I disagree, and obviously you haven't used Linux long enough. You note particular things but have yet to back up anything you have said? I can get clean OEM Windows software and still find it to be bloated. You in particular think I'm talking about software.

#1 on Windows bloated list is registry.


----------



## spacejunky (Apr 6, 2008)

Solaris17 said:


> codename for vista was longhorn



Codename for Vista should have been ME.

I have a dual boot and I like Aero and the new folder browsing and a few other features.  I used to like certain aspects of ME like no drivers for USB jump drives and ummm well you get the point.  Definitely a stop-gap if you ask me.  I see a big performance hit in games but that's about it.


----------



## mandelore (Apr 6, 2008)

1c3d0g said:


> :shadedshu Learn to read. I never said Vista wasn't good for anything, in fact I'm running it right now as my main and only O.S. It's still the best O.S. that came out of Redmond, IMO, regardless of what some may say. But the Vista that was promised years ago (WinFS etc.) didn't materialize. That was - and still is - a disappointment to many.
> 
> I hope, for M$'s own sake, that they will do things right with Windows 7. They have an incredible potential to make revolutionary software, but it only comes when they're under pressure (kind of like Intel, if AMD screws up you get Netburst, if AMD succeeds you get an angry Intel with a kick-ass CPU). Now that the competition is heating up, I'm quite confident that Microsoft can deliver a knock-out punch with its newest O.S. Now I can't wait for 2009!
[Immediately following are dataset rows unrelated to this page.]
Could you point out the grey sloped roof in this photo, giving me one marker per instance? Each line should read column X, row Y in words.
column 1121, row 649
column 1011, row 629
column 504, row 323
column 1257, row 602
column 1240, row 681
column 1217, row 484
it was not aimed at you, it was a general tone to the thread, and my response thereafter. so plz dont take it as a direct attack. lol


----------



## erocker (Apr 6, 2008)

BumbRush, the name calling needs to stop all around.  You sound a lot like someone else, nevertheless you make good valid points in many cases, but using the colorful adjectives for people should be stopped.


----------



## Weer (Apr 6, 2008)

Oliver_FF said:


> Nothing at all if you've got a half decent desktop rig.
> 
> Everything and anything if you've got a run-of-the-mill desktop you brought from Dell when it was on offer...



Why? That doesn't make any sense.

I have a 3.0Ghz P4 2600XT system which runs Vista perfectly, and a 2.4Ghz P4 FX 5200 system that runs it with just a little lag.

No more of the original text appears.